1.2 Orbene, venendo al caso che si sta scrutinando, osserva il Collegio che l’unico motivo su cui si fonda il ricorso è aspecifico, perché si confronta solo apparentemente con la motivazione del provvedimento impugNOME, limitandosi a riproporre le stesse doglianze rappresentate al Tribunale del riesame e da questo risolte con motivazione congrua ed immune da vizi logici. In particolare, non si misura con le argomentazioni del giudice della cautela, che ha valorizzato l’entità della pena inflitta per il reato di cui è stato ritenuto responsabile (cinque anni reclusione), ma soprattutto l’allarmante curriculum criminale del COGNOME, dedito con impressionante continuità alla commissione di reati predatori dall’età di ventritré anni, malgrado le reiterate condanne e la permanenza in carcere per lunghi periodi di tempo, elementi questi ritenuti recessivi rispetto all assoluzione dal reato di cui al capo b). Ebbene, su tutte queste circostanze di fatto il ricorso sorvola, confrontandosi solo in apparenza.
Come reiteratamente affermato dalla giurisprudenza di legittimità, è inammissibile il ricorso per cassazione fondato su motivi non specifici, ossia generici ed indeterminati, che ripropongono le stesse ragioni già esaminate e ritenute infondate dal giudice del gravame o che risultano carenti della necessaria correlazione tra le argomentazioni riportate dalla decisione impugnata e quelle poste a fondamento dell’impugnazione (Sezione 6, n. 23014 del 29/4/2021, B., Rv. 281521 – 01; Sezione 3, n. 50750 del 15/6/2016, COGNOME, Rv. 268385 – 01; Sezione 4, n. 18826 del 09/02/2012, COGNOME, Rv. 253849; Sezione 4, n. 34270 del 3/7/2007, COGNOME Rv. 236945 01).

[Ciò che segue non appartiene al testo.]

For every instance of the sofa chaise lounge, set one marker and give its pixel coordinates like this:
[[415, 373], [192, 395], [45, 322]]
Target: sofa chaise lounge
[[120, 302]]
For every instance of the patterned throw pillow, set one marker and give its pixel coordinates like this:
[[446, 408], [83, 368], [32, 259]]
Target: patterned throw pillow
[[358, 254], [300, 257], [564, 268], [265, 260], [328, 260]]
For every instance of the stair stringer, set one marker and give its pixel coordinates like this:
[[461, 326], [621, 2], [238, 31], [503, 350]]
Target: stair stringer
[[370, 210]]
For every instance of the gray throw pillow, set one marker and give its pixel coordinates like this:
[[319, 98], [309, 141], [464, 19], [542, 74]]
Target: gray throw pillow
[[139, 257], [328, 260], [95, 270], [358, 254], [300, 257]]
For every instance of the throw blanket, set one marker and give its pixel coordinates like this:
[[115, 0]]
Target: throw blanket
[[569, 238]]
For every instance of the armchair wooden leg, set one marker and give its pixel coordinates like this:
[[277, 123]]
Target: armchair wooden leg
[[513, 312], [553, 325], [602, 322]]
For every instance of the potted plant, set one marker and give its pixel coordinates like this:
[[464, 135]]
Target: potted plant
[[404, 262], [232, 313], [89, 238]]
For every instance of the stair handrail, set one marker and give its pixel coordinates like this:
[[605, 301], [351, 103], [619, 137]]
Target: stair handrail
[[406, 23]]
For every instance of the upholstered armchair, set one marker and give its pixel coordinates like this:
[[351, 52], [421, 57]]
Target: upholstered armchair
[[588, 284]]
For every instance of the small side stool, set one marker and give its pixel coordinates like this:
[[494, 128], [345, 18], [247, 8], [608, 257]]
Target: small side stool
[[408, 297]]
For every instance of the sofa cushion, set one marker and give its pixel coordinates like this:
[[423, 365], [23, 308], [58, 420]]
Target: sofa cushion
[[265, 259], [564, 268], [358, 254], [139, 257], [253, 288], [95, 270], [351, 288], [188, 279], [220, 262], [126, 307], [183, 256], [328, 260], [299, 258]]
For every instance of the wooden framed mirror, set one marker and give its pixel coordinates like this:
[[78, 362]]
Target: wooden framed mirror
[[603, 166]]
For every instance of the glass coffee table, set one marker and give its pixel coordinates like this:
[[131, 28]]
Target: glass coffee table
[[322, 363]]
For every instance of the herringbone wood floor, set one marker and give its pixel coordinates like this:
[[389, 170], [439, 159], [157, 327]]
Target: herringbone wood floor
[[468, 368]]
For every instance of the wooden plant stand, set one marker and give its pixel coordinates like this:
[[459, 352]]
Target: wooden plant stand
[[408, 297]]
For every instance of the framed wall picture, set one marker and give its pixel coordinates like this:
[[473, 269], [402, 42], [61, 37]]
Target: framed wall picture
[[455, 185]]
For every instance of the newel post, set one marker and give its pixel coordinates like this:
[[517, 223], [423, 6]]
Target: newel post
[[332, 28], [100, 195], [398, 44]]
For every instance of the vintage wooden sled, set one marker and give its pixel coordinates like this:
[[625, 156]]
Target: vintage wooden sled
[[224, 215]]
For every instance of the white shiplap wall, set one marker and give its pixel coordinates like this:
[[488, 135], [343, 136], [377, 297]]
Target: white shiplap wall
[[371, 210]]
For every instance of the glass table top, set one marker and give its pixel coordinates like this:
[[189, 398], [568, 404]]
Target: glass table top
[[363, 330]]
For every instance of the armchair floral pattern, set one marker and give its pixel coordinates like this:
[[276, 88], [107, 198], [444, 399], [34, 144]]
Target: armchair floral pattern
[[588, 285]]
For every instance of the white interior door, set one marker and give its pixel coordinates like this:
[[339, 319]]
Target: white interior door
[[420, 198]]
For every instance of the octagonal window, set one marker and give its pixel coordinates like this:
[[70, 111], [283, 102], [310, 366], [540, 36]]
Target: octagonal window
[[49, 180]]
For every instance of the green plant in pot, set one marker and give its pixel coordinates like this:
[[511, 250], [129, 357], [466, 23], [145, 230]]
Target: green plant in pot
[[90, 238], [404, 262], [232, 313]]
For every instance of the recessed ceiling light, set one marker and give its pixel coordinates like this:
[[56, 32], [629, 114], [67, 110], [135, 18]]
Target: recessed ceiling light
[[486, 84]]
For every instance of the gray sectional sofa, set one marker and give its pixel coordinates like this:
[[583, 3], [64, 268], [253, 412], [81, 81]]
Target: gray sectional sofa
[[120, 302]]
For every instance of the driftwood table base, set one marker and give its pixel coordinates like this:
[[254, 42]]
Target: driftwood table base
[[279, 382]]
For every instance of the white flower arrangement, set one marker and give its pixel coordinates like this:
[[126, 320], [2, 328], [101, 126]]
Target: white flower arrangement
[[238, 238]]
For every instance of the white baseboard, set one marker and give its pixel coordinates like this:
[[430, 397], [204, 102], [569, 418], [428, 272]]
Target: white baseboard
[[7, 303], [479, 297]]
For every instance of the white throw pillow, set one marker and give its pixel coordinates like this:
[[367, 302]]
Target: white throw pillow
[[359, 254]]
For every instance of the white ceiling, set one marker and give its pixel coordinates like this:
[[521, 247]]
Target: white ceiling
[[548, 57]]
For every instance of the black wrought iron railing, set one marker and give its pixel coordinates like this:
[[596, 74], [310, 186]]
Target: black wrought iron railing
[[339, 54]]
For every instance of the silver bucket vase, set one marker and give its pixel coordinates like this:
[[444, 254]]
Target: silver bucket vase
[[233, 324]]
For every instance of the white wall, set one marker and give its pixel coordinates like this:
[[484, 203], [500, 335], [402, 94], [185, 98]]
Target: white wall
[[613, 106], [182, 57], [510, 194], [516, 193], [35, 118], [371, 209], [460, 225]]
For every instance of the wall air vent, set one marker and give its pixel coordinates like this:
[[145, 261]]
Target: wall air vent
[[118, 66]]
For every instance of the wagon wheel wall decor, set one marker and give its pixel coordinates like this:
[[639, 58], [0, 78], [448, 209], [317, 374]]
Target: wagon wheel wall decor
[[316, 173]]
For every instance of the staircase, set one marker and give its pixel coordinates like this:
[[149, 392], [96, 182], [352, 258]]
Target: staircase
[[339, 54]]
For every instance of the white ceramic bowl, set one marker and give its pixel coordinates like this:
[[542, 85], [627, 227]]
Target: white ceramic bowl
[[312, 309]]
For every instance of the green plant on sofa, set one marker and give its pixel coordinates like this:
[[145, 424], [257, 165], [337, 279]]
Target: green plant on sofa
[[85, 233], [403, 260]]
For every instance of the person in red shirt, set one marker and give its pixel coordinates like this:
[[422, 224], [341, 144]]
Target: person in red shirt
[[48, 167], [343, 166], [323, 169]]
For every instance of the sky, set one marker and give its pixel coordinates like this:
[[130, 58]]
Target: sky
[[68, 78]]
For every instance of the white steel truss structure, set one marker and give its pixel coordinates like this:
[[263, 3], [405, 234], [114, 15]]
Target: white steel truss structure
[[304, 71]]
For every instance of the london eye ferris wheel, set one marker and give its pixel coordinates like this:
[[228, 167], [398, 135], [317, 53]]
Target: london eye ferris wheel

All’inammissibilità del ricorso segue, ai sensi dell’art. 616 cod. proc. pen., la condanna della ricorrente al pagamento delle spese del procedimento nonché, ravvisandosi profili di colpa nella determinazione della causa di inammissibilità, al pagamento in favore della Cassa delle ammende della somma di euro tremila, così equitativamente fissata.
P. Q. M.
Dichiara inammissibile il ricorso e condanna il ricorrente al pagamento delle
spese processuali e della somma di euro tremila in favore della Cassa delle ammende.
Manda alla Cancelleria per gli adempimenti di cui all’art. 94, comma 1-ter, disp. att. cod. proc. pen.
Così deciso in Roma, il giorno 8 maggio 2024.